On the other hand, if that stock is listed for ₹ 80, you have made an instant profit of ₹ 30 (₹ 130 - ₹ 100), and you are saved even a loss of ₹ 20. That means, you are in a total profit of ₹ 50, and who bought those stocks from you in the gray market for Rs 130, due to listing of 80, he is in a total loss of ₹ 50.

What is KOSTAK and SS rate (Subject to Sauda):

It is not necessary that the company will allow you as many shares as you applied through IPO. For example, if the company has to sell 100 shares(qty) and the company receives 50 applications. And if each one of them applies for 4 shares(qty), then the company gets a total application of 200 shares(qty). Now the company has to sell only 100 shares(qty), then the company will be able to allow only 2 shares and not 4 to each one. Now GMP is a rate that is applicable after allotment, but even before the allotment takes place, there is a second rate on the application lots, which is called the 'KOSTAK' rate.
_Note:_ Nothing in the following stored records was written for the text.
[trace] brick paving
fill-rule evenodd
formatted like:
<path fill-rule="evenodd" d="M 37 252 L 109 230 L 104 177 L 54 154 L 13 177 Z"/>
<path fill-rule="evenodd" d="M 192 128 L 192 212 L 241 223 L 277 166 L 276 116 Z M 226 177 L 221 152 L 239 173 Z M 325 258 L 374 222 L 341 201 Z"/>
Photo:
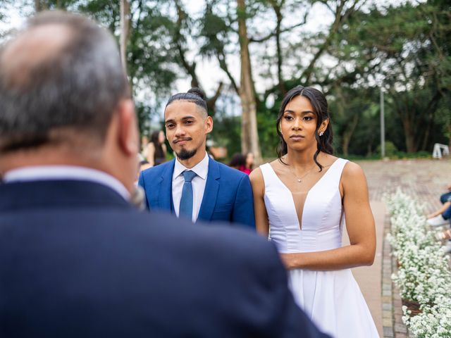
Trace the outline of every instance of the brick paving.
<path fill-rule="evenodd" d="M 399 160 L 388 161 L 359 161 L 369 188 L 370 200 L 380 202 L 384 193 L 391 193 L 399 187 L 425 206 L 430 213 L 440 206 L 438 198 L 451 183 L 451 159 Z M 399 290 L 391 282 L 396 270 L 396 262 L 390 256 L 391 247 L 385 240 L 390 231 L 390 219 L 385 215 L 382 245 L 382 271 L 372 270 L 371 273 L 381 274 L 381 304 L 370 304 L 382 308 L 382 326 L 384 337 L 404 338 L 409 334 L 402 321 L 402 302 Z M 379 276 L 377 276 L 378 277 Z"/>

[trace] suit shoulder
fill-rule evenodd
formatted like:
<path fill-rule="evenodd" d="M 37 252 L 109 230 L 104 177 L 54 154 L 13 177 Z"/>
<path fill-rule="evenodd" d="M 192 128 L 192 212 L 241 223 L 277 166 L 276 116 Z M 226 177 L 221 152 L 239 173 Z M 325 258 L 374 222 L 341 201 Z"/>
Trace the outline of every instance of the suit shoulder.
<path fill-rule="evenodd" d="M 165 162 L 163 163 L 159 164 L 158 165 L 155 165 L 152 168 L 149 168 L 142 171 L 142 175 L 145 177 L 152 177 L 156 175 L 161 174 L 164 170 L 168 169 L 169 167 L 173 165 L 174 160 L 169 161 L 168 162 Z"/>
<path fill-rule="evenodd" d="M 221 175 L 224 175 L 229 178 L 235 178 L 237 180 L 241 180 L 242 177 L 247 176 L 247 174 L 240 171 L 237 169 L 229 167 L 221 162 L 216 161 L 218 163 L 218 166 Z"/>

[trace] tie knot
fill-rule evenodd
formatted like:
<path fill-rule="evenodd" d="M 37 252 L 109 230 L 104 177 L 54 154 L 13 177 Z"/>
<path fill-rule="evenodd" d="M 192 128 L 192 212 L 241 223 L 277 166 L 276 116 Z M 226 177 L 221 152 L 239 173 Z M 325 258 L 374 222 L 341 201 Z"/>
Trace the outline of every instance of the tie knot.
<path fill-rule="evenodd" d="M 191 182 L 194 176 L 196 176 L 196 173 L 192 170 L 186 170 L 183 173 L 183 178 L 185 178 L 185 182 Z"/>

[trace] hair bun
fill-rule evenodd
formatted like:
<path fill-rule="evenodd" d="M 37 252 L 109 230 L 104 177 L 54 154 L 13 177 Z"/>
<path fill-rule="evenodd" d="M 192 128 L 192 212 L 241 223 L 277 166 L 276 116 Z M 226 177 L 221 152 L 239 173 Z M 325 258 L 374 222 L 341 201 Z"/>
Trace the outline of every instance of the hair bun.
<path fill-rule="evenodd" d="M 197 87 L 194 87 L 193 88 L 191 88 L 190 90 L 188 90 L 187 92 L 190 94 L 194 94 L 194 95 L 199 96 L 202 100 L 205 99 L 205 93 L 200 88 L 197 88 Z"/>

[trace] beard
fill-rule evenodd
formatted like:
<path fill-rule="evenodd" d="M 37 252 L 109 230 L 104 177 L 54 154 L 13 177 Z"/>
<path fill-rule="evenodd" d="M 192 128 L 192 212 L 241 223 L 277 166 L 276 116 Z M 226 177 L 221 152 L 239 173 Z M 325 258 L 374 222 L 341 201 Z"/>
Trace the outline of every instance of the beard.
<path fill-rule="evenodd" d="M 175 153 L 177 154 L 177 157 L 178 157 L 180 160 L 187 160 L 188 158 L 191 158 L 194 156 L 197 152 L 197 149 L 193 150 L 186 150 L 182 149 L 178 153 Z"/>

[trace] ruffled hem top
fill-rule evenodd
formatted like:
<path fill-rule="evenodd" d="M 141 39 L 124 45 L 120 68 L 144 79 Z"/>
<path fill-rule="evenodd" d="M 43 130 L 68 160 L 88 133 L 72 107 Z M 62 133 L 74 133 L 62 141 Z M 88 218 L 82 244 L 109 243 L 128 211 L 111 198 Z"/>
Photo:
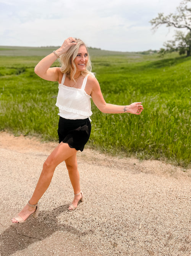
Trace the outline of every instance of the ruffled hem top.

If the KOSTAK rate is divided by the number of shares in the lot, then this amount will be less than the gray market premium. Because it also includes the risk of not getting allotments, along with the listing loss.

If someone is buying shares from you on the Gray market at a KOSTAK rate, then he/she is only buying your share applications. Not all the shares need to be allotted to him/her by the company. But whether allotment is granted or not, you are already getting the fixed KOSTAK rate on your applications only. So your entire risk will be transferred to the buyer.

But if that buyer wants to buy on the condition, that your application will buy in lots only after allotment, and if the full allotment is not done then the deal will be canceled, then there is a different rate for this type of contract, which is called 'Subject to Sauda' or SS rate. In the SS rate, there is no risk transfer of not having share allotment, that's why the rate of it, is also higher than the KOSTAK rate.

Many people try to estimate the listing price of shares from GMP, but most of the time there is a huge difference between the gray market premium and the listing price. Because the fundamental strength of the company is not reflected in the price from the gray market.